Si No Te Hubieras Ido by Marco Antonio Solis
Even if you’re not a contemporary dancer, sometimes it’s best to dance in a sad way, to groove out your emotions, a form of ecstatic, personal expression that can be felt but not understood. The first archaeological proof of dance comes from a ten-thousand-year-old cave painting in India depicting figures in movement in what appears to be a drum ceremony, a ritual attempt to reach a joyous state of trance, a desire to grasp a dimension that exists outside of the material world. Dance is catharsis, to say the least.
An anonymous person posted on the question and answer website, Quora: Do people dance when they are sad? A woman named Marian Gutierrez answered that yes, in fact, she does, ‘to escape a little bit from reality' and dance the sadness away from her mind. Someone named Bryan Regalado, whose bio states that he ‘studies emotions and understands emotions,’ answered that he recently learned to let go while dancing, that this helps him unlock the emotions he doesn’t have access to while sedentary, but it’s different than exercise, he adds. ‘The pure connection with the music alone allows for a mentally transcendent experience that cannot be found through any other mode of movement. For magic to occur, it has to be only but a song and I together in a room.’ Sometimes, Bryan says, he even gets euphoric. ‘I dance to feel.
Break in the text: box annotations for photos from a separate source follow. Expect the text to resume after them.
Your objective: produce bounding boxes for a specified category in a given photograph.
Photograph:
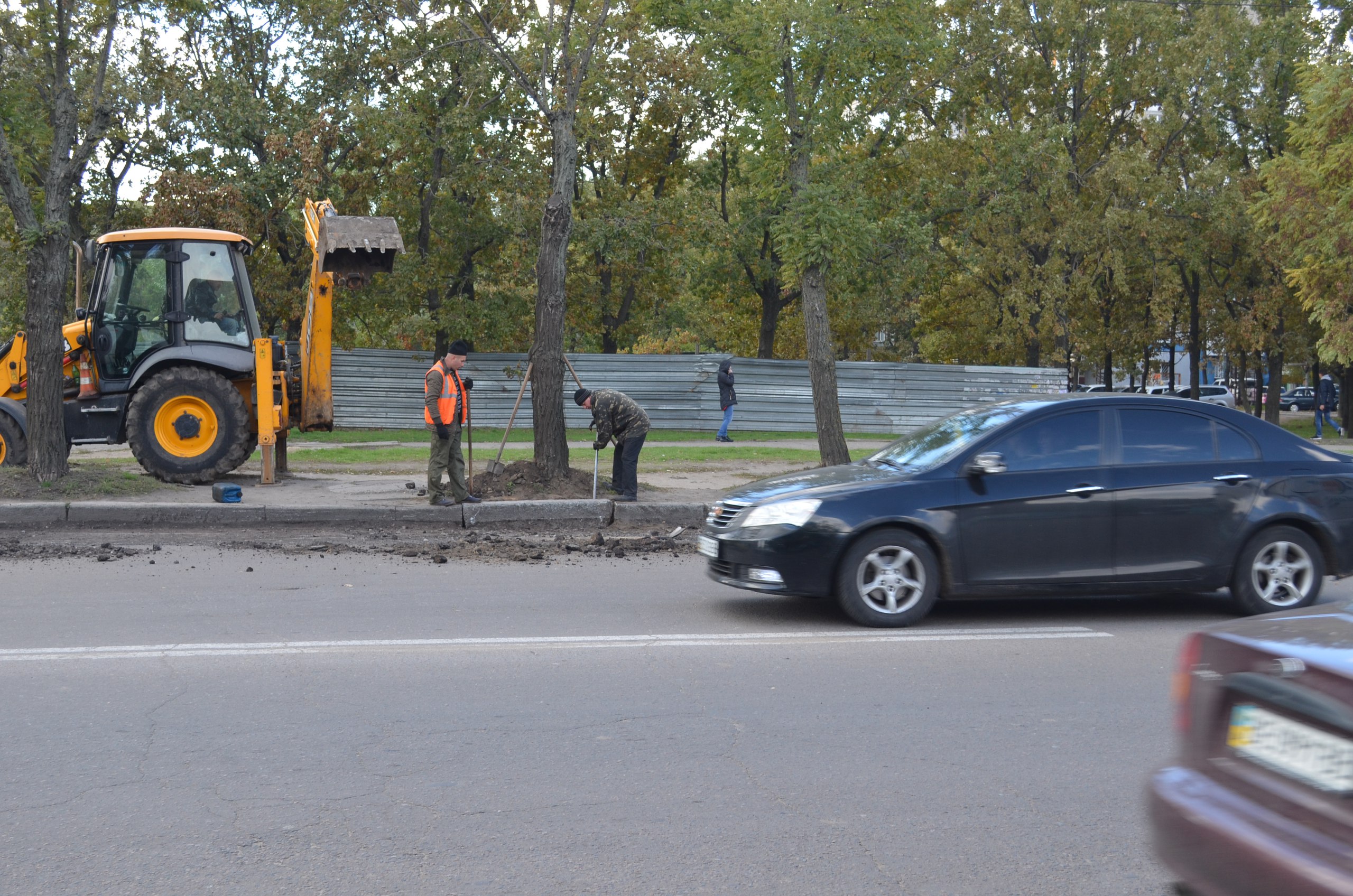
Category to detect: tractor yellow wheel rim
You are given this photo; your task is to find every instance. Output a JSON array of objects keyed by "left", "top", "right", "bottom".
[{"left": 155, "top": 395, "right": 219, "bottom": 458}]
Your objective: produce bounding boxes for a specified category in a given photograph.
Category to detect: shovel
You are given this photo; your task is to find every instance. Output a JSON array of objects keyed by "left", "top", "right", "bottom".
[{"left": 488, "top": 363, "right": 534, "bottom": 477}]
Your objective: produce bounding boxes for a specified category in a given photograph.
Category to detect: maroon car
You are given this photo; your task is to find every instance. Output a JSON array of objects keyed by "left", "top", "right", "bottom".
[{"left": 1148, "top": 602, "right": 1353, "bottom": 896}]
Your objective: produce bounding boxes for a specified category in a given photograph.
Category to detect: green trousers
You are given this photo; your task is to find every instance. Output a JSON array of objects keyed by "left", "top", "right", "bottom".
[{"left": 428, "top": 424, "right": 469, "bottom": 503}]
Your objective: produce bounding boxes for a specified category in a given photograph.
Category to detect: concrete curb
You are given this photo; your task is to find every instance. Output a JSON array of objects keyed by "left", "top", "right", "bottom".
[{"left": 0, "top": 501, "right": 705, "bottom": 529}]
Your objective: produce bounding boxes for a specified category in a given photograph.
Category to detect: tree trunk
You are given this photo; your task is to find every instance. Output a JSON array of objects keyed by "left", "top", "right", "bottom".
[
  {"left": 804, "top": 264, "right": 850, "bottom": 467},
  {"left": 24, "top": 237, "right": 70, "bottom": 482},
  {"left": 1250, "top": 352, "right": 1264, "bottom": 417},
  {"left": 531, "top": 111, "right": 578, "bottom": 480},
  {"left": 1235, "top": 352, "right": 1250, "bottom": 414},
  {"left": 756, "top": 284, "right": 783, "bottom": 359},
  {"left": 1188, "top": 270, "right": 1203, "bottom": 400},
  {"left": 1264, "top": 349, "right": 1283, "bottom": 424}
]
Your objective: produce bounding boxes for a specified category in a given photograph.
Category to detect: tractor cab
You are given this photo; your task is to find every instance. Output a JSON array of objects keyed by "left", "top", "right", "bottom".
[
  {"left": 84, "top": 227, "right": 260, "bottom": 394},
  {"left": 0, "top": 199, "right": 404, "bottom": 483}
]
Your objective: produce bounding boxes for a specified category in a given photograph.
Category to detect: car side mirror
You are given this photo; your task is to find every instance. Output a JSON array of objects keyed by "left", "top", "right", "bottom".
[{"left": 967, "top": 451, "right": 1005, "bottom": 477}]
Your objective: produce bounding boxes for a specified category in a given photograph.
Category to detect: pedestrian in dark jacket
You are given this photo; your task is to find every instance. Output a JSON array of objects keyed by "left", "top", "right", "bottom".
[
  {"left": 573, "top": 388, "right": 648, "bottom": 501},
  {"left": 715, "top": 357, "right": 737, "bottom": 441},
  {"left": 1315, "top": 374, "right": 1343, "bottom": 438}
]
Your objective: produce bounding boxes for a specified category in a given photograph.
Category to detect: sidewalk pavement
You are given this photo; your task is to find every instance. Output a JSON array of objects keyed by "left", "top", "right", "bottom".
[
  {"left": 70, "top": 433, "right": 892, "bottom": 460},
  {"left": 0, "top": 499, "right": 706, "bottom": 530}
]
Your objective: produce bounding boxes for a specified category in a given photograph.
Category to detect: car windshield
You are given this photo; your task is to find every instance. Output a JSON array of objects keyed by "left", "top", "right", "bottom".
[{"left": 866, "top": 402, "right": 1042, "bottom": 472}]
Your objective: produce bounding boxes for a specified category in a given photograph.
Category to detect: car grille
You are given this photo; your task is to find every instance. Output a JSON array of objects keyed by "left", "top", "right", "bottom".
[
  {"left": 709, "top": 561, "right": 737, "bottom": 580},
  {"left": 705, "top": 501, "right": 752, "bottom": 529}
]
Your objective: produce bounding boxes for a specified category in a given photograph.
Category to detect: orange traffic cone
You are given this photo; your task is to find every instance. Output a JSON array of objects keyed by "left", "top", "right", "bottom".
[{"left": 80, "top": 354, "right": 99, "bottom": 400}]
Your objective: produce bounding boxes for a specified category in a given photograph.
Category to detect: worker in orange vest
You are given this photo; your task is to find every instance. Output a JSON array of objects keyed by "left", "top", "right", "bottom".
[{"left": 423, "top": 340, "right": 480, "bottom": 508}]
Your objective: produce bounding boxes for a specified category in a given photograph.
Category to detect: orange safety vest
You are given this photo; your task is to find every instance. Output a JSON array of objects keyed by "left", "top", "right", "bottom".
[{"left": 423, "top": 361, "right": 469, "bottom": 426}]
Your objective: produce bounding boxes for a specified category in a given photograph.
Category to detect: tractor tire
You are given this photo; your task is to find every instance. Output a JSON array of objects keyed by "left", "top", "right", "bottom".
[
  {"left": 0, "top": 413, "right": 29, "bottom": 467},
  {"left": 127, "top": 367, "right": 254, "bottom": 484}
]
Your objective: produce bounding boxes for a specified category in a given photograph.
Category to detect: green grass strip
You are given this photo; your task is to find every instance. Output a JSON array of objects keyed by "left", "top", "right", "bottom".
[{"left": 290, "top": 426, "right": 893, "bottom": 451}]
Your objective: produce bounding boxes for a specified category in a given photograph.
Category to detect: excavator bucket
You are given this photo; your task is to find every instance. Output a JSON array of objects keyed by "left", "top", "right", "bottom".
[{"left": 315, "top": 215, "right": 404, "bottom": 290}]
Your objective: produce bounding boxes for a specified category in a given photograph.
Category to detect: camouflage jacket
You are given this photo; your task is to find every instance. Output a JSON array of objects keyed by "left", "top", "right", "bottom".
[{"left": 592, "top": 388, "right": 648, "bottom": 445}]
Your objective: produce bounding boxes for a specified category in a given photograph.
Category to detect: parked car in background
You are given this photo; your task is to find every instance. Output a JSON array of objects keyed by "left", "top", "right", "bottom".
[
  {"left": 697, "top": 394, "right": 1353, "bottom": 627},
  {"left": 1174, "top": 386, "right": 1235, "bottom": 407},
  {"left": 1283, "top": 386, "right": 1315, "bottom": 410},
  {"left": 1148, "top": 601, "right": 1353, "bottom": 896}
]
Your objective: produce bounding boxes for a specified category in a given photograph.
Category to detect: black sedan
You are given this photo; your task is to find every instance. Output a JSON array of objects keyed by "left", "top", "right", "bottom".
[{"left": 700, "top": 394, "right": 1353, "bottom": 627}]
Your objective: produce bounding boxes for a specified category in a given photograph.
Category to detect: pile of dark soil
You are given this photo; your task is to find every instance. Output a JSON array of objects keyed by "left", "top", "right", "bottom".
[
  {"left": 0, "top": 529, "right": 696, "bottom": 563},
  {"left": 0, "top": 463, "right": 162, "bottom": 501},
  {"left": 472, "top": 460, "right": 610, "bottom": 501}
]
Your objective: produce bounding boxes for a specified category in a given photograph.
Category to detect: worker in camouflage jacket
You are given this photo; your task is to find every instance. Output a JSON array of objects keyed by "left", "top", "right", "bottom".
[{"left": 573, "top": 388, "right": 648, "bottom": 501}]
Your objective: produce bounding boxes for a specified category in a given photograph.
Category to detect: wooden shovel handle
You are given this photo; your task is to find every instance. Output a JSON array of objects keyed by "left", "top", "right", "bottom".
[
  {"left": 564, "top": 354, "right": 583, "bottom": 388},
  {"left": 494, "top": 361, "right": 536, "bottom": 465}
]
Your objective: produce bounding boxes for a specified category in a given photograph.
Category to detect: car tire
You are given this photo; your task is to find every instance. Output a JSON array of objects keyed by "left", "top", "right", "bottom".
[
  {"left": 1231, "top": 525, "right": 1324, "bottom": 614},
  {"left": 836, "top": 529, "right": 940, "bottom": 628}
]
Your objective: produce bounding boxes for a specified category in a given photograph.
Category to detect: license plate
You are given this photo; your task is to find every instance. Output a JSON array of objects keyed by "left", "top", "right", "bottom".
[{"left": 1226, "top": 704, "right": 1353, "bottom": 793}]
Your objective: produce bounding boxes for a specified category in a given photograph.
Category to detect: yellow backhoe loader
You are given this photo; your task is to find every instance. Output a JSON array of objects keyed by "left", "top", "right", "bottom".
[{"left": 0, "top": 199, "right": 404, "bottom": 483}]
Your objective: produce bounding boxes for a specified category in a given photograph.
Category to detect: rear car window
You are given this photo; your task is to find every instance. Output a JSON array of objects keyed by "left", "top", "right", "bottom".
[
  {"left": 1119, "top": 410, "right": 1216, "bottom": 464},
  {"left": 990, "top": 410, "right": 1100, "bottom": 472},
  {"left": 1212, "top": 419, "right": 1258, "bottom": 460}
]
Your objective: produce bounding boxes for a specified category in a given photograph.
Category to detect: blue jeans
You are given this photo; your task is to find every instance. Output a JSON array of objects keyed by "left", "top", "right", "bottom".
[{"left": 716, "top": 405, "right": 734, "bottom": 438}]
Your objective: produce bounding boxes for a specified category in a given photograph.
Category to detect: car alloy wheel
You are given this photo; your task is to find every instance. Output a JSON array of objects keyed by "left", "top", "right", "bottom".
[
  {"left": 836, "top": 528, "right": 940, "bottom": 628},
  {"left": 855, "top": 544, "right": 925, "bottom": 613},
  {"left": 1250, "top": 542, "right": 1315, "bottom": 608},
  {"left": 1231, "top": 525, "right": 1324, "bottom": 613}
]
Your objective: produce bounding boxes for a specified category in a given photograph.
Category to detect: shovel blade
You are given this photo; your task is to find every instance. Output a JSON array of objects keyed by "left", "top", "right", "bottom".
[{"left": 318, "top": 215, "right": 404, "bottom": 290}]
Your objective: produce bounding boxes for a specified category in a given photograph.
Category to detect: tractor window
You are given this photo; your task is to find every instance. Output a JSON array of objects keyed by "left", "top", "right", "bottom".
[
  {"left": 95, "top": 242, "right": 171, "bottom": 379},
  {"left": 183, "top": 242, "right": 249, "bottom": 348}
]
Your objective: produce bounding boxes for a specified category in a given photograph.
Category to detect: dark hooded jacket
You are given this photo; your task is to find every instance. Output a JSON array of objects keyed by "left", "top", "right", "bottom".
[
  {"left": 1315, "top": 376, "right": 1336, "bottom": 410},
  {"left": 718, "top": 357, "right": 737, "bottom": 410}
]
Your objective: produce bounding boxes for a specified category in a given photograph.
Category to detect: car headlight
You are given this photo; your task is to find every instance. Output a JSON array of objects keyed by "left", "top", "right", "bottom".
[{"left": 743, "top": 498, "right": 822, "bottom": 527}]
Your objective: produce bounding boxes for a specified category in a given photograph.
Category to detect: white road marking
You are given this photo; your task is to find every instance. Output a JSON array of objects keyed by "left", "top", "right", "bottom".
[{"left": 0, "top": 626, "right": 1112, "bottom": 662}]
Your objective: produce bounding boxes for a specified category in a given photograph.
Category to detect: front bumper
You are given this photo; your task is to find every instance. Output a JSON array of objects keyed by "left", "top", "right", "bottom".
[
  {"left": 705, "top": 558, "right": 787, "bottom": 594},
  {"left": 702, "top": 524, "right": 843, "bottom": 597},
  {"left": 1148, "top": 768, "right": 1353, "bottom": 896}
]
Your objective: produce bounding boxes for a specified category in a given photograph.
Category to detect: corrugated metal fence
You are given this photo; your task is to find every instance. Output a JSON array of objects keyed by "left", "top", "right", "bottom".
[{"left": 334, "top": 349, "right": 1066, "bottom": 433}]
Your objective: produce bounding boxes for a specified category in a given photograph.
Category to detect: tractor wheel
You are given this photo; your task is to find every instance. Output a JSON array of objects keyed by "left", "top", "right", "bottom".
[
  {"left": 127, "top": 367, "right": 254, "bottom": 484},
  {"left": 0, "top": 413, "right": 29, "bottom": 467}
]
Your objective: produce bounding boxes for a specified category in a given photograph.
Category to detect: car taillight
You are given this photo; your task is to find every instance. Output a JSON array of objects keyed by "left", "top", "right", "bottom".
[{"left": 1170, "top": 635, "right": 1203, "bottom": 731}]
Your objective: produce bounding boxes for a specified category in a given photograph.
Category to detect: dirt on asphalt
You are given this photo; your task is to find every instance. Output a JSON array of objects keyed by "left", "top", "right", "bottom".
[
  {"left": 471, "top": 460, "right": 610, "bottom": 501},
  {"left": 0, "top": 529, "right": 696, "bottom": 563}
]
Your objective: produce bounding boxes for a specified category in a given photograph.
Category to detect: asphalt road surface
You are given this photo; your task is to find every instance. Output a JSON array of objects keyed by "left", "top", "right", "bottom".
[{"left": 0, "top": 544, "right": 1350, "bottom": 896}]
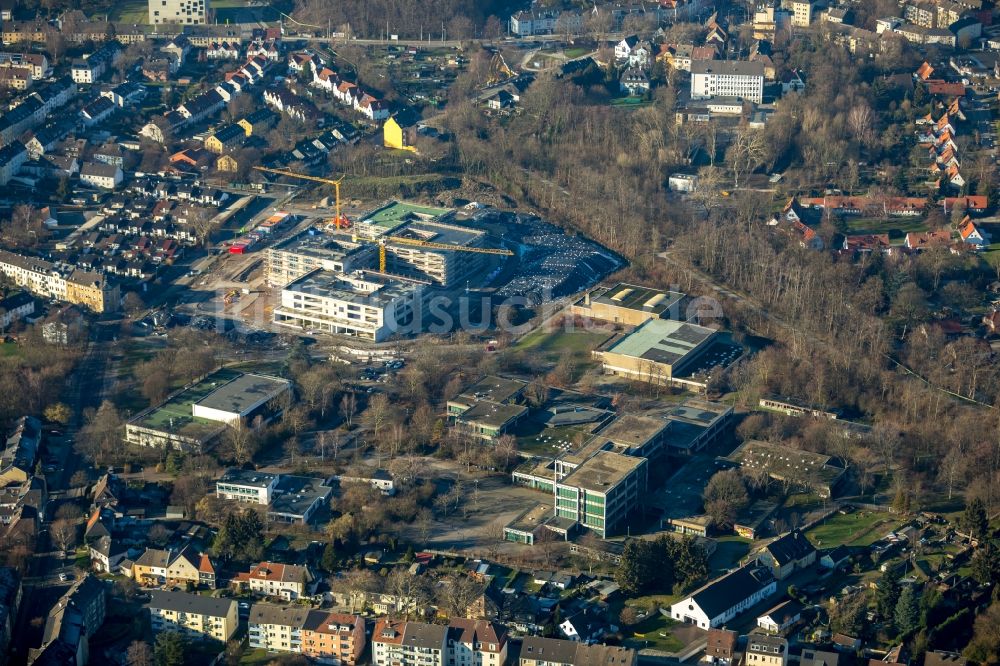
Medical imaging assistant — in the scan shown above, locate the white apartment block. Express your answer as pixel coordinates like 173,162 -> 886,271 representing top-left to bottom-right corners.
446,618 -> 507,666
247,604 -> 309,652
274,270 -> 424,342
792,0 -> 813,28
215,469 -> 278,506
0,251 -> 66,301
691,60 -> 764,104
149,0 -> 209,25
146,590 -> 238,643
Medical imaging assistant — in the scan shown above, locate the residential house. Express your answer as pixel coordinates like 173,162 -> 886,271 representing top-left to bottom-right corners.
799,648 -> 840,666
615,35 -> 639,62
236,109 -> 278,137
0,416 -> 42,486
247,603 -> 309,652
757,531 -> 816,580
445,618 -> 507,666
301,610 -> 370,666
233,562 -> 312,600
903,229 -> 951,252
757,599 -> 802,634
88,535 -> 128,574
618,67 -> 649,95
958,215 -> 990,250
819,544 -> 851,569
705,628 -> 739,666
145,590 -> 239,643
372,618 -> 449,666
0,291 -> 35,331
0,67 -> 34,90
205,40 -> 240,60
205,124 -> 247,155
670,566 -> 777,629
80,97 -> 118,127
745,634 -> 788,666
517,636 -> 638,666
132,546 -> 215,588
0,141 -> 28,185
28,574 -> 108,664
80,161 -> 124,190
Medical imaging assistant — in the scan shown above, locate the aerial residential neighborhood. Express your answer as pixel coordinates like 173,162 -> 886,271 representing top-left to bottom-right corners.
0,0 -> 1000,666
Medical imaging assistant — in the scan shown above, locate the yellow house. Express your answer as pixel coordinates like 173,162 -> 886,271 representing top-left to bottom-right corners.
382,118 -> 417,153
215,155 -> 240,172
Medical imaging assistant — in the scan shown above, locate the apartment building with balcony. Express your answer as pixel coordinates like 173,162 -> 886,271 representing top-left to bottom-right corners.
145,590 -> 238,643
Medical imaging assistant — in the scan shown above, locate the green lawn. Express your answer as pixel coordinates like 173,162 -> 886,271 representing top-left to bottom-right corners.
108,0 -> 150,23
611,97 -> 653,108
625,612 -> 684,652
515,326 -> 611,357
240,648 -> 274,666
806,511 -> 902,548
708,536 -> 750,573
0,342 -> 21,358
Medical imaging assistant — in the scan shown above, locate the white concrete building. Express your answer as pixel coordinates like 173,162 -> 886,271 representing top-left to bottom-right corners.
372,618 -> 446,666
274,270 -> 424,342
670,567 -> 777,629
215,469 -> 278,506
691,60 -> 764,104
80,162 -> 124,190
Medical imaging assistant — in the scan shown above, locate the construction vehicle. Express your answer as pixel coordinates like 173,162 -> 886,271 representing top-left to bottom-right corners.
254,166 -> 514,273
486,51 -> 517,86
254,166 -> 351,229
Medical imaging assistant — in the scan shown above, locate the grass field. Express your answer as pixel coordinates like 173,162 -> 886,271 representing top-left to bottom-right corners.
806,511 -> 901,548
611,97 -> 653,109
516,326 -> 611,357
108,0 -> 149,23
708,536 -> 750,573
0,342 -> 21,358
847,217 -> 927,243
625,612 -> 684,652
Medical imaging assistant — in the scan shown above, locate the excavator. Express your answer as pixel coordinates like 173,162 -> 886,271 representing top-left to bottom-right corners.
486,51 -> 517,86
254,166 -> 514,273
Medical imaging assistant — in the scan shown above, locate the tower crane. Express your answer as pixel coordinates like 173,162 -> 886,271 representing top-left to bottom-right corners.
254,166 -> 514,273
254,166 -> 351,229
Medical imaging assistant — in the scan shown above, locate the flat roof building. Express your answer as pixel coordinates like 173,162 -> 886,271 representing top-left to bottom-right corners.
594,319 -> 716,385
555,451 -> 648,538
355,201 -> 455,239
570,282 -> 686,326
265,229 -> 378,287
274,269 -> 425,342
125,368 -> 291,451
729,440 -> 846,497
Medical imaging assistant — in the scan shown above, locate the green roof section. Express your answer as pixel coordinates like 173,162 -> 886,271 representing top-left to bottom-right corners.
361,201 -> 451,232
130,368 -> 260,440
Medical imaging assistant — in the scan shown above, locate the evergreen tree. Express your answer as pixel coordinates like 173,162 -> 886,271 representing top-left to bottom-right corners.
895,585 -> 920,636
962,497 -> 990,540
875,567 -> 900,622
320,541 -> 339,573
971,543 -> 1000,585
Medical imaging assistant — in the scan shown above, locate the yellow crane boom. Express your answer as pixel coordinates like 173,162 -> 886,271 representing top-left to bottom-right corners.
254,166 -> 347,229
378,236 -> 514,273
254,167 -> 514,273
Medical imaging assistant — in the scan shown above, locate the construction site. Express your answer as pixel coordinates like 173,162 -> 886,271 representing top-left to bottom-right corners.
176,167 -> 622,343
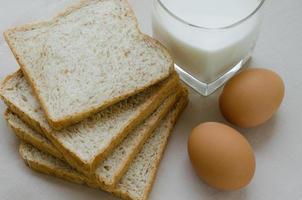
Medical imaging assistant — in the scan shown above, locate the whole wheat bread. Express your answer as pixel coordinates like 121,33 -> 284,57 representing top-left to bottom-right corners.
4,0 -> 173,129
5,86 -> 185,188
19,95 -> 187,200
0,71 -> 179,175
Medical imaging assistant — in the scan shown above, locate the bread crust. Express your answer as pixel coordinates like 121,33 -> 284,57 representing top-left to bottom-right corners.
2,71 -> 179,176
19,96 -> 188,200
3,0 -> 174,130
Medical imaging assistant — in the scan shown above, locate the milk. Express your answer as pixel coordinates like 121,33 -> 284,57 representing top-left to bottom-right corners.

Whatever comes along with it is just fine by me.’
Raphael Alexis says that dance is ‘great to get shit out of your system’ and to ‘shed a few tears,’ while a fellow named Seth Franqui says that dance is only good if you’re ‘100 percent committed to it. You need to have the passion or you will fail’—though that may be a bit extreme, perhaps even leading to more sadness than before. Dancing is a fantastic form of therapy, but it's not unusual for it to be taken too far. Danses Macabres, from the middle ages, was a dance ritual designed as a memento mori, thought to protect its participants from deadly disease, though the hysteria and long duration of these dances would often lead to death by exhaustion. I suppose nothing should be taken too seriously.
In the Iliad, Homer describes Choreia, an ancient Greek mystical circle dance accompanied by singing and chanting thought to bring about involuntary movements that would cure its participants of unwanted evil spirits, such can be the pleasures and benefits of dancing in a communal setting. According to an article from Chartwell, a chain of retirement residencies in Canada, dancing can help your heart, improve posture and flexibility, reduce pain and stiffness, lift your mood, and even, by building balance in the hips, prevent falls. Sounds pretty good to me.
It seems the answer to the question is an overwhelming yes, people do dance when they are sad, melancholic, depressed, dejected, downcast, and miserable, and yes, dancing, alone, with friends, lovers, or family, can and will most probably help whatever mental ailment someone’s enduring. Follow the rhythm, and do it with focus. If you're so silly to believe you don’t have rhythm—no problem, no worries; your inner demons will surely find it.